26. A pharmaceutical and/or cosmetic composition for cell growth, angiogenesis, and recovery from chronic ulcers and bone loss, comprising: the PDGFA of claim 19 or the PDGFB of claim 20; and an excipient.

27. A pharmaceutical composition for prevention of neutropenia and/or prevention and/or treatment of an immune disease and/or cancer including solid cancer and hematological cancer and/or rheumatoid arthritis, comprising: the GM-CSF of claim 21; and a pharmaceutically acceptable excipient.

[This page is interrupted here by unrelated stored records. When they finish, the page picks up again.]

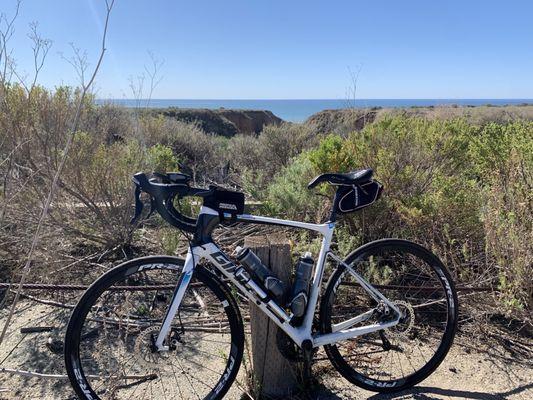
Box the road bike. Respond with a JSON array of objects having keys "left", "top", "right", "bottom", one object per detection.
[{"left": 65, "top": 169, "right": 458, "bottom": 400}]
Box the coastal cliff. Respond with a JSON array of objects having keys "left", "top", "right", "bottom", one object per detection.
[{"left": 153, "top": 108, "right": 283, "bottom": 137}]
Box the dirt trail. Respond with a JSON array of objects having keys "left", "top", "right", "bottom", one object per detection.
[{"left": 0, "top": 301, "right": 533, "bottom": 400}]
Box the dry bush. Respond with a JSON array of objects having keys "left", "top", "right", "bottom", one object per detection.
[
  {"left": 265, "top": 115, "right": 533, "bottom": 318},
  {"left": 228, "top": 123, "right": 319, "bottom": 193},
  {"left": 137, "top": 115, "right": 228, "bottom": 185}
]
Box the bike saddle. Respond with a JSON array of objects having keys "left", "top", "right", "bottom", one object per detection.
[{"left": 307, "top": 168, "right": 374, "bottom": 189}]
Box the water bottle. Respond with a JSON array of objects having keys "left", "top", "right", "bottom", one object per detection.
[
  {"left": 235, "top": 247, "right": 285, "bottom": 303},
  {"left": 289, "top": 252, "right": 314, "bottom": 318}
]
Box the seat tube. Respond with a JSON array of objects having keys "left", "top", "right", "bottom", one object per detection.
[
  {"left": 302, "top": 222, "right": 335, "bottom": 333},
  {"left": 155, "top": 247, "right": 195, "bottom": 351}
]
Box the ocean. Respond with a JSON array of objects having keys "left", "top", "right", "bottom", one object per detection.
[{"left": 97, "top": 99, "right": 533, "bottom": 122}]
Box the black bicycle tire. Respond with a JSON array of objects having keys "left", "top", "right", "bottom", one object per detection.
[
  {"left": 64, "top": 256, "right": 244, "bottom": 400},
  {"left": 320, "top": 239, "right": 459, "bottom": 393}
]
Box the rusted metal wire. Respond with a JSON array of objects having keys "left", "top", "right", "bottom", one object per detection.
[
  {"left": 0, "top": 282, "right": 498, "bottom": 292},
  {"left": 0, "top": 282, "right": 201, "bottom": 291}
]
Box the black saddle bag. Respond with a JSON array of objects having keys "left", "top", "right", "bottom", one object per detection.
[
  {"left": 337, "top": 180, "right": 383, "bottom": 214},
  {"left": 204, "top": 187, "right": 244, "bottom": 222}
]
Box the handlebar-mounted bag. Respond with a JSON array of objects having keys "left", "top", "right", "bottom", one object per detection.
[
  {"left": 204, "top": 187, "right": 244, "bottom": 222},
  {"left": 337, "top": 180, "right": 383, "bottom": 214}
]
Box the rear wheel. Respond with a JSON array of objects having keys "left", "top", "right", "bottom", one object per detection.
[
  {"left": 65, "top": 257, "right": 244, "bottom": 400},
  {"left": 320, "top": 239, "right": 458, "bottom": 392}
]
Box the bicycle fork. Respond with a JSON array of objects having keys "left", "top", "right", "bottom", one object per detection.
[{"left": 155, "top": 247, "right": 195, "bottom": 351}]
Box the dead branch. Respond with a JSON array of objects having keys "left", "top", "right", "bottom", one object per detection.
[{"left": 0, "top": 0, "right": 115, "bottom": 344}]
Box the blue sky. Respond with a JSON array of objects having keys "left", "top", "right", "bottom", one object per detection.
[{"left": 4, "top": 0, "right": 533, "bottom": 99}]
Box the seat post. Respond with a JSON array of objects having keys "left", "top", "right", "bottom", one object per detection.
[{"left": 329, "top": 188, "right": 340, "bottom": 222}]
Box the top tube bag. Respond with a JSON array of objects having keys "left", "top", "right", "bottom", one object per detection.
[
  {"left": 337, "top": 180, "right": 383, "bottom": 214},
  {"left": 204, "top": 187, "right": 244, "bottom": 222}
]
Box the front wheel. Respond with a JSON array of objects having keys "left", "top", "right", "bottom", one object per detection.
[
  {"left": 320, "top": 239, "right": 458, "bottom": 392},
  {"left": 65, "top": 257, "right": 244, "bottom": 400}
]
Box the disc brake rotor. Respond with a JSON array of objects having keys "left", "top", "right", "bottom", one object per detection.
[
  {"left": 387, "top": 300, "right": 415, "bottom": 338},
  {"left": 134, "top": 326, "right": 169, "bottom": 367}
]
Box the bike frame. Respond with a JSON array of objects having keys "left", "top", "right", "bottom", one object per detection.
[{"left": 155, "top": 206, "right": 401, "bottom": 351}]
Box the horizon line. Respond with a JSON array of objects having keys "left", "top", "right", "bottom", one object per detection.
[{"left": 96, "top": 97, "right": 533, "bottom": 102}]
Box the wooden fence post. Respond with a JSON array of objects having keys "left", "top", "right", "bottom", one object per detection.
[{"left": 244, "top": 236, "right": 298, "bottom": 399}]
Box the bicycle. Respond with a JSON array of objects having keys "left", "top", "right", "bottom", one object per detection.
[{"left": 65, "top": 169, "right": 458, "bottom": 400}]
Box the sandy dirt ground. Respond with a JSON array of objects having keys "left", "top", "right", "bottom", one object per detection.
[{"left": 0, "top": 301, "right": 533, "bottom": 400}]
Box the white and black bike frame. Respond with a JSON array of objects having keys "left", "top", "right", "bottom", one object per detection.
[{"left": 155, "top": 206, "right": 401, "bottom": 351}]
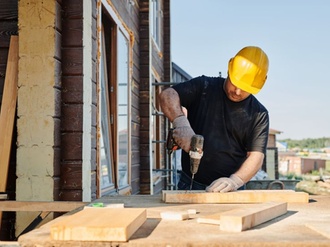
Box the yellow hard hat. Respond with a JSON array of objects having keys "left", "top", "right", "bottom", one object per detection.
[{"left": 228, "top": 46, "right": 269, "bottom": 94}]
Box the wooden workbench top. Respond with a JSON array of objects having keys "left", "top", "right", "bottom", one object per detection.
[{"left": 18, "top": 195, "right": 330, "bottom": 247}]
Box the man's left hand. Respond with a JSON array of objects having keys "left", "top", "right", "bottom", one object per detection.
[{"left": 206, "top": 174, "right": 244, "bottom": 192}]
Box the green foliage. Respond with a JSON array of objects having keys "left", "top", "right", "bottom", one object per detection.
[{"left": 279, "top": 137, "right": 330, "bottom": 151}]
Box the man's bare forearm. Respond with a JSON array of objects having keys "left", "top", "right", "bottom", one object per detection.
[{"left": 159, "top": 88, "right": 183, "bottom": 122}]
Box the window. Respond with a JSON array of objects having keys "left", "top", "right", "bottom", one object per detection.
[
  {"left": 117, "top": 31, "right": 129, "bottom": 188},
  {"left": 150, "top": 0, "right": 163, "bottom": 48},
  {"left": 98, "top": 8, "right": 131, "bottom": 197},
  {"left": 98, "top": 26, "right": 114, "bottom": 194}
]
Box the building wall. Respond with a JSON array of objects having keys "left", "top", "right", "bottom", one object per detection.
[
  {"left": 279, "top": 155, "right": 326, "bottom": 175},
  {"left": 0, "top": 0, "right": 18, "bottom": 240}
]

28. An infertility therapeutic agent for inducing superovulation and/or pharmaceutical composition for treatment of solid cancer, comprising: the FSH-.alpha. of claim 22 or the FSH-.beta. of claim 23; and a pharmaceutically acceptable excipient.

29. A pharmaceutical composition for treatment of diabetes, a cardiac disease, and/or sepsis, comprising: the ANGPT-1 of claim 24; and a pharmaceutically acceptable excipient.

30. An expression vector, comprising: (a) a promoter; (b) a nucleotide sequence encoding the protein of claim 16; and any linker, wherein the promoter and the nucleotide sequence are operably linked to each other.

31. A host cell, comprising: the expression vector of claim 30.